Summing up Harvard's basketball fortunes from then until now, a historian recently wrote, "In the overall picture, neither enthusiasm nor winning teams have dominated the basketball scene at the college." In 42 league seasons Harvard has never won an Ivy League title and has finished better than fifth only nine times. It is difficult to achieve such spectacular failure by simply being apathetic. Harvard managed it by combining apathy with a remarkable lack of foresight. In 1904, after losing nine of 10 games to Ivy rivals, Harvard quit the league, its seers opining that "the public does not want to waste an entire evening at such a thing as a basketball game." In 1909 Harvard quit basketball altogether for 11 years. The manager of the 1908-09 team was much in favor of giving it up, saying, "We are being defeated all the time in basketball. It is a poor sport. Therefore, we had better abolish it." The manager's antipathy was exceeded by that of the Athletic Committee, which shelved basketball because "the game has not flourished here and is regarded by many competent critics as among the least desirable of athletic sports in this part of the country."
Assessing current enthusiasm, Dave Matthews, Director of Sports Information at Harvard, says, "The stands today are usually more than half-filled. When we drew 1,000 for Connecticut, I lied a little and called it a capacity crowd. From the bottom of the Indoor Athletic Building it is 68 steps up to the basketball court. That does not encourage paying customers. Most of the crowd are students who get in free. Some nights we don't take in enough to pay the refs."
The more popular sports at Harvard, such as football, hockey and crew, have supporting alumni groups—"friends" they are called—who fete the teams, pay for equipment the athletic budget cannot cover and encourage scholarly athletes to consider going to Harvard. Climbing 68 steps to see Harvard lose at basketball has apparently discouraged alumni, at least those with bulging wallets. In Dave Matthews' words, "You could seat all the friends of Harvard basketball around a very small table."
Tom Sanders is no dumbo. When he took the Harvard job, he knew what he was in for. "I am well aware of the excellence of Harvard," he told the press, "and of its many athletic programs. I want to move basketball into that same mode of excellence." In a later interview he added, "I look at basketball as part of the college curriculum. At Harvard it is sort of a 'minor' minor."
Harvard dotes not only of its indifference, but on the fact that it is different. In one respect it stands apart from most institutions: Harvard is proud of the academic freedom it fosters, but in its attitude toward athletics it is still an old Puritan school.

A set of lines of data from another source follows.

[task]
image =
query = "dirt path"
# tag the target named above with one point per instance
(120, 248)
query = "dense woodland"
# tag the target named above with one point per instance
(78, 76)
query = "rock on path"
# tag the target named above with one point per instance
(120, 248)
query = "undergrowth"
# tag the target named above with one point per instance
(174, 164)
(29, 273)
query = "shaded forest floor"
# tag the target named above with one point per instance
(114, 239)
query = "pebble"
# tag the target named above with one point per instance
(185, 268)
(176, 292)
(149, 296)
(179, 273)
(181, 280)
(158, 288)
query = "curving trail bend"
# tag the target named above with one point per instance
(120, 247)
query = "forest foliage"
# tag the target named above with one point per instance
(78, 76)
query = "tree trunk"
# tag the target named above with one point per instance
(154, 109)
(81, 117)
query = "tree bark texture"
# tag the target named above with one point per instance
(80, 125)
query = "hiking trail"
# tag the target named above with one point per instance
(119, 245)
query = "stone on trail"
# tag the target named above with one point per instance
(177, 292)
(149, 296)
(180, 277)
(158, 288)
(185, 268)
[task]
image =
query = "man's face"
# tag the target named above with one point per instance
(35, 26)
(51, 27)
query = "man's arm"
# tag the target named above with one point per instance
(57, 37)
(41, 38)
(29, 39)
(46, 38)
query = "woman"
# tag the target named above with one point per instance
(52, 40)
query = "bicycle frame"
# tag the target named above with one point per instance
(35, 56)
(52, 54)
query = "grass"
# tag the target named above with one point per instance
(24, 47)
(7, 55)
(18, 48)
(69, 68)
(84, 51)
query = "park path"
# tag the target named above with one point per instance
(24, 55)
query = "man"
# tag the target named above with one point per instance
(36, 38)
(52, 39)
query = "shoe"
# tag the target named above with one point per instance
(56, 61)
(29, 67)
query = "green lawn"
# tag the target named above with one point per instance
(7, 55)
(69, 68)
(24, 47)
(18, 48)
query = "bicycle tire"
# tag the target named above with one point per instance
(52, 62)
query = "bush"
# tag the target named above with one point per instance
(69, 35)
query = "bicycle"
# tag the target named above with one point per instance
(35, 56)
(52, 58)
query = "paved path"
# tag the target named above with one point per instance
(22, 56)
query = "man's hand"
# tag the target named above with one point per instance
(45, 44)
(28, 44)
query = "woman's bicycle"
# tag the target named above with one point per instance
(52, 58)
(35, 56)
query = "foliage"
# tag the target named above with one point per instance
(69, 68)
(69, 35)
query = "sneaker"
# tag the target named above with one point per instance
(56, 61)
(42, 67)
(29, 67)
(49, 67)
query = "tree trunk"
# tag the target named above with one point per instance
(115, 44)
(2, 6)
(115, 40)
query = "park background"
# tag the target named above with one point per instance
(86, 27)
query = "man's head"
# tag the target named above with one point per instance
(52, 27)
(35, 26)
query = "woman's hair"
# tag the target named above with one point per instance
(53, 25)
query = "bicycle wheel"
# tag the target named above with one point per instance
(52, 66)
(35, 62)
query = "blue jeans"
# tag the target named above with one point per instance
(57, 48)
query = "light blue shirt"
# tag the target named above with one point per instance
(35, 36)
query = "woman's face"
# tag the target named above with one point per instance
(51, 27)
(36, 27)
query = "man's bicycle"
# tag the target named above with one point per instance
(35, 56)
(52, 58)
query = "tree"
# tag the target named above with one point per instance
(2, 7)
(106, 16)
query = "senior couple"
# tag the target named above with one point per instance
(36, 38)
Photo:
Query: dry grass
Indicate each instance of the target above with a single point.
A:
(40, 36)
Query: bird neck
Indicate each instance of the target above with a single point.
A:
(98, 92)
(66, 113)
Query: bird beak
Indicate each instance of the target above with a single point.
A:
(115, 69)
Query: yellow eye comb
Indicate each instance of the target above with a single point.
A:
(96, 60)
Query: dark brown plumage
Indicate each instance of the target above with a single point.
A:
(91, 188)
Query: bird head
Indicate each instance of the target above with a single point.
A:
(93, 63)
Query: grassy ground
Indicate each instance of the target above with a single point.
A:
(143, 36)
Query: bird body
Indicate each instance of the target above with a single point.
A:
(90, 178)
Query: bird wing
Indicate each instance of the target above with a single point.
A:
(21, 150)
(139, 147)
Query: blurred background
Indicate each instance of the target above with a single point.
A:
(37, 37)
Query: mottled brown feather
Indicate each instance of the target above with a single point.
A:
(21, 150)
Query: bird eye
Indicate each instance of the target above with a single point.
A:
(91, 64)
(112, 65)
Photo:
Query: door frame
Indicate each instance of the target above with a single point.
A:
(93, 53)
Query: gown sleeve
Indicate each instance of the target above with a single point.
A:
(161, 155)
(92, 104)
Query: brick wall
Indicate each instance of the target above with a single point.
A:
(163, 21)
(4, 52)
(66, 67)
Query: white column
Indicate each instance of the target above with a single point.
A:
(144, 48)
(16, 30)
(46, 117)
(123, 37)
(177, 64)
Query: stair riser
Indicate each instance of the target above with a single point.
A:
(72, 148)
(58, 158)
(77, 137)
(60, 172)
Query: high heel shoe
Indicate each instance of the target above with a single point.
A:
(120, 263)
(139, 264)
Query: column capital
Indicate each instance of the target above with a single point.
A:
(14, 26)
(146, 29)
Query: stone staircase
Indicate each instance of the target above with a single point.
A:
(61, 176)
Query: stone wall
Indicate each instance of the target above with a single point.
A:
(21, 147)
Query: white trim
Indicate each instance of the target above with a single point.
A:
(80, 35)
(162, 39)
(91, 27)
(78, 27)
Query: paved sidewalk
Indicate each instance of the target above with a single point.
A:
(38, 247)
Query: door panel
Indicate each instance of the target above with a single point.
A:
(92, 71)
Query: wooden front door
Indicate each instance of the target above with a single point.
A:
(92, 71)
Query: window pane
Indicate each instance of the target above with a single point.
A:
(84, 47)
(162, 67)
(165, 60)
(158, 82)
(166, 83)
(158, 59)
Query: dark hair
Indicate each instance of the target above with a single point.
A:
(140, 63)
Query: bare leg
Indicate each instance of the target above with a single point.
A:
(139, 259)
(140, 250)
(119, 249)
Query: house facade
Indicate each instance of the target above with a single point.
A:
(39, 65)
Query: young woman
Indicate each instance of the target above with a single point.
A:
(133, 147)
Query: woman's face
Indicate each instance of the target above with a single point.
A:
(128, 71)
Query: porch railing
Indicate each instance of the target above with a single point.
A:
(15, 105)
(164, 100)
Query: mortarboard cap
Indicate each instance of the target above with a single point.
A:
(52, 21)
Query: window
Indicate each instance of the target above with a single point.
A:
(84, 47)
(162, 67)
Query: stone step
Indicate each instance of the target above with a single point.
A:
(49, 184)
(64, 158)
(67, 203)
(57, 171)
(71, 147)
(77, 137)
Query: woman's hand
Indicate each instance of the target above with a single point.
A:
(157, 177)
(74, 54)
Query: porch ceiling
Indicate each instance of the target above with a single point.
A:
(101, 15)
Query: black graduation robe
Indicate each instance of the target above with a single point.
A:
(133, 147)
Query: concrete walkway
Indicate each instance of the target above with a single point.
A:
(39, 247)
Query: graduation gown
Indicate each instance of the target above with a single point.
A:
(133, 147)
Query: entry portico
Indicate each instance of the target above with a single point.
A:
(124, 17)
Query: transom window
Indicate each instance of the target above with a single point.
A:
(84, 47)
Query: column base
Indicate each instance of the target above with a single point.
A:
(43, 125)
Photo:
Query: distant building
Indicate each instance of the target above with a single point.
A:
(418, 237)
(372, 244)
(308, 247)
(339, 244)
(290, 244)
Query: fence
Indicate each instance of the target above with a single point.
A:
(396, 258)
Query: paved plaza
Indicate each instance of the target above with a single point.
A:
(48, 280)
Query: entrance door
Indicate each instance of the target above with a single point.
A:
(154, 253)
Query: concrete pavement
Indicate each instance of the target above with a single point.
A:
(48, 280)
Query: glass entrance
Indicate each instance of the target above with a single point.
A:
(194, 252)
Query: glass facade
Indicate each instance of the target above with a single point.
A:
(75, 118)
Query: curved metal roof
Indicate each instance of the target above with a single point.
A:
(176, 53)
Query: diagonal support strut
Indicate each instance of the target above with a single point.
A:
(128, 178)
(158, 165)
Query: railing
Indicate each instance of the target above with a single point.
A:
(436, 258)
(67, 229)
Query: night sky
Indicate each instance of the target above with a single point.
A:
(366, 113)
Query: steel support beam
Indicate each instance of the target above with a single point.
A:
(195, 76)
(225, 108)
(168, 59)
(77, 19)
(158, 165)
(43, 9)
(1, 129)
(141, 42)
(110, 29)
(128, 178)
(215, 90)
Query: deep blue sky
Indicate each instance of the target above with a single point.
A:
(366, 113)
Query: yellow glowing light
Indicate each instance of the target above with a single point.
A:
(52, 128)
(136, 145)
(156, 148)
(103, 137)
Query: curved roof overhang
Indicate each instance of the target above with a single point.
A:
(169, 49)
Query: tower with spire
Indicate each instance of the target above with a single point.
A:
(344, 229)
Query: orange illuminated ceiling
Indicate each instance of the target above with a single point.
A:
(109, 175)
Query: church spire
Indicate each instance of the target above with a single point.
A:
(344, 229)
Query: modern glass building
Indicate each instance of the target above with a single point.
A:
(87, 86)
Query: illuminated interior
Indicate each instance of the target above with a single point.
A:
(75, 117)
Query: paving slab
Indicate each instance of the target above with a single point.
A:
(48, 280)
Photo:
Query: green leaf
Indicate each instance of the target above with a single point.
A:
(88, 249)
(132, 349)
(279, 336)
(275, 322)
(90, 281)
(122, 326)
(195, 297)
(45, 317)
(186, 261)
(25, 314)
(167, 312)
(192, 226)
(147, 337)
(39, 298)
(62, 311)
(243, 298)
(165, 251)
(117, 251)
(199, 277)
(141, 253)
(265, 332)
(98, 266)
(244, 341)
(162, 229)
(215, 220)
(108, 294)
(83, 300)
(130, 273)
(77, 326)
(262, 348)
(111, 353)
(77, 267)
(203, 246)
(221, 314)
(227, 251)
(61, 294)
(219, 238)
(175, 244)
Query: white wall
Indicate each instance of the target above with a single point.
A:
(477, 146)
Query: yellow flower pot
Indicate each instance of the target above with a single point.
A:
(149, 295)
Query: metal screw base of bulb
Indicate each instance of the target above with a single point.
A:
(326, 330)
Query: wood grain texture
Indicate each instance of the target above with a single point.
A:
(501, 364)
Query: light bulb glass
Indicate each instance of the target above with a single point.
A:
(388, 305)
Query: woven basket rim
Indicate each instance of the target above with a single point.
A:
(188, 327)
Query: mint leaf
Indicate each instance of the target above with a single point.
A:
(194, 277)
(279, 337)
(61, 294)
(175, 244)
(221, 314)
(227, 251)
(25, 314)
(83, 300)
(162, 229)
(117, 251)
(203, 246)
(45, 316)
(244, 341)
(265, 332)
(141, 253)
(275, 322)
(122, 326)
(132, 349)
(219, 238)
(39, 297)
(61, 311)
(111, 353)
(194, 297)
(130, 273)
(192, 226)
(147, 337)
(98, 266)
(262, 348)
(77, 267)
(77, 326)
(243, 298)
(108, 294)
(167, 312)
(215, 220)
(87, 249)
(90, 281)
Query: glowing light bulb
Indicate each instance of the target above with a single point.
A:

In announcing Sanders' appointment, as if to assure the world that Harvard was not just hiring a fast-living jock, Athletic Director Robert B. Watson said sanctimoniously, "He will bring to Harvard a solid knowledge of the game and impeccable personal credentials. With that in mind, Tom will not only make a significant contribution to our basketball program, but he'll become a great asset to the Harvard community as well."
Harvard's greatness down the years has derived largely from its acceptance of all manner of men with scant regard for their personal credentials or social worth. In its 338 years it has harbored a wild variety: renegades and antiquarians, scions and social lepers, goldfish swallowers and snake-oil salesmen, longhairs and crewcuts. It has graduated Roosevelts and Kennedys and Richardsons who were not always impeccable while on campus. It was from Harvard that Dr. Henry Kissinger emerged as a fledgling statesman. It was Harvard that also gave the world Dr. Timothy Leary, the widely sought dispenser of LSD.